May 27th, 2008 at 6:30 pm
I’ve been investing/trading for 10 years now. I gave up the day job in 2004.
Initially I had read a few books and thought I would be able to grow my money as a fundamental investor. (In Jesse’s words, which I didn’t read until later, I would have been a semi-sucker with hints of beginning sucker.)
I didn’t so much have to achieve confidence - I had too much of it - misplaced unfortunately.
You’ll see from one or two of my posts that I didn’t do very well at fundamental investing so I began paying more attention to the price trend which stopped me losing money and went on from there. Losing money does tend to bring down your confidence levels and it did mine.
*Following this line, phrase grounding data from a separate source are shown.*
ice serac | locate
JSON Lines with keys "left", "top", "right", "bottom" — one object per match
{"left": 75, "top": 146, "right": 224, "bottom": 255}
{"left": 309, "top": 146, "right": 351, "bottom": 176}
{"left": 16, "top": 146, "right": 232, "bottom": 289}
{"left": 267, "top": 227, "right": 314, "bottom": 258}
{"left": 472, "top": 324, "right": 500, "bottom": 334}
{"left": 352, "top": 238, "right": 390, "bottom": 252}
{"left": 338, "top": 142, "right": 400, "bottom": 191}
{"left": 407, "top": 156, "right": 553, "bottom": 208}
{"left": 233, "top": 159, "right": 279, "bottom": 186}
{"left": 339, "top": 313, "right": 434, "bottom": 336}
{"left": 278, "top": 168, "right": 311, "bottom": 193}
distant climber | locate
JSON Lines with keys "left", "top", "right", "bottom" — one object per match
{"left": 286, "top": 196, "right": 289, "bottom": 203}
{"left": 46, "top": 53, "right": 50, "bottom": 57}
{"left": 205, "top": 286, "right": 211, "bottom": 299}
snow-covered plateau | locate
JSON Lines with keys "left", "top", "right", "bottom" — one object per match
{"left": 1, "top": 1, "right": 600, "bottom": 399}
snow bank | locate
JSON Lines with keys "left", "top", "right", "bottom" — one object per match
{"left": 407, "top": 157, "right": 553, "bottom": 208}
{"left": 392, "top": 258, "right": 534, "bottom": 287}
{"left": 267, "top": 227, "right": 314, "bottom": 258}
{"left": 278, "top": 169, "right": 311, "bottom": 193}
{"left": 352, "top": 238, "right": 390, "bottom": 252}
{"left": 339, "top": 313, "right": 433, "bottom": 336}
Rather than confidence, I try to think in terms of rational decisions and irrational decisions - to keep my trading as unemotional as I can. I consciously make an effort to treat each trade as a data gathering experiment as opposed to a money gathering endeavor. I stop the experiment (get out of the trade) if the numbers go too far in one direction and continue it otherwise. I talk very little about my trading. It’s between my computer and me. These actions reduce the pressure I feel from trading and, if I’m under less pressure, I suppose you could say it improves my confidence. However much I try to make myself trade with all the emotional involvement of Mr Spock, a series of drawdowns easily undermines confidence. Money management keeps the losses lower than they would be otherwise and then it’s important to remind myself that I’m using tested, rational methods that should, on average, take money out of the markets. I wrote a little about how I test rational trading methods in my How I Try not to be a Fool post:
http://www.jesse-livermore.com/blog/how-i-try-not-to-be-a-fool/
May 30th, 2008 at 7:33 am
awesome.
Do you run your mechanical system parallel to your discretionary ideas? i.e. you take mechanic signals on instruments and place speculative bets using T/A and F/A separately
Or (and this is what I’m thinking) you integrate both, so you will look for confluence with your tape reading / T.A / and mechanic system?
if everything holds then this can turn into a long-term holding with a discretionary exit.
June 3rd, 2008 at 5:13 pm
There’s no integration.
The discretionary is based on economic analysis and Livermore’s trading rules
The mechanical is pure TA, based on trend following principles and takes no account of FA.